By Mark Loundy
Yes, I'll admit I'm a fool for you
Because you're mine, I walk the line
— Johnny Cash
Are photographers fools for love? Some staff photographers certainly live in a fool's paradise. They use their employer's resources to support below-market rates freelance business. Hard to believe? Let's take a look...
Employer-paid health insurance, retirement fund, worker's compensation insurance
Using staff-issued equipment on freelance jobs
Making contacts on editorial assignments that develop into commercial jobs
Daily credit line
Using employer's computers, Internet access, phones, desk, stationery, etc.
There's more, but you get the idea.
So our hero is cruising along. Life is good. The day job is secure and the freelance gigs are helping pay for the weekends at the lake and the new car.

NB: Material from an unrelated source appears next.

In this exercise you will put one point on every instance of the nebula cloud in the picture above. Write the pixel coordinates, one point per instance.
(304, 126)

He has no idea that he's walking next to the edge.
Whammo! Reality hits. It turns out that the economy has been affecting ad linage and the paper's bottom line has suffered. The major corporation that owns the paper tells the local manager to fix the problem — or else. The quick fix is to cut staff and that's what happens. The photo department is converted to all-freelancers who get $50 per assignment. Our hero is over the cliff and on the street.

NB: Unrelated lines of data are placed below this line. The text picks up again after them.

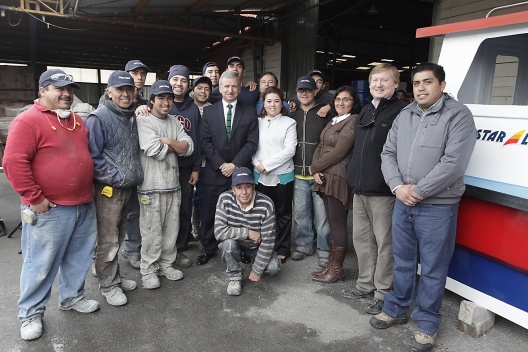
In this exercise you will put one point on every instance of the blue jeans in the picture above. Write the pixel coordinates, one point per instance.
(61, 241)
(425, 232)
(231, 255)
(307, 204)
(132, 242)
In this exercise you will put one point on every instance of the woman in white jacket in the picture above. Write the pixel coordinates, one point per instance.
(273, 163)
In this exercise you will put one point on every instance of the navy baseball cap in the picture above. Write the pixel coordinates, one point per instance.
(209, 64)
(133, 64)
(306, 82)
(161, 87)
(242, 175)
(317, 72)
(119, 79)
(57, 78)
(236, 58)
(179, 70)
(202, 79)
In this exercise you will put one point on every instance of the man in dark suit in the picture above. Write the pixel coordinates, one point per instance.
(229, 138)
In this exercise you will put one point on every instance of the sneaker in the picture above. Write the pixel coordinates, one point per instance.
(133, 258)
(423, 342)
(323, 262)
(115, 297)
(83, 306)
(94, 273)
(353, 293)
(383, 321)
(182, 261)
(150, 281)
(234, 288)
(171, 273)
(31, 329)
(128, 285)
(375, 307)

That's OK; he can fall back on his other freelance gigs, can't he? Of course he's been reading this column and monitoring the Editorial Photographers Group and is up-to-speed on determining his cost of doing business.
So he gets out a sheet of paper and writes down all of his monthly expenses. Let's see, home office, auto, phone, equipment, repairs, health insurance... Holy flashcards! $250 a day? That can't be right!
But it is. Our hero sees that he needs to triple his rates and quintuple the number of jobs he does. When he tries to raise his fees, his former clients go hunting for some other photographer with a day job and below-market rates. He finds that his lowball pricing has destroyed his own market.
Our hero ends up going to real estate school.
"Good business practices aren't just for freelancers," or "There but for the grace of the bottom line go I."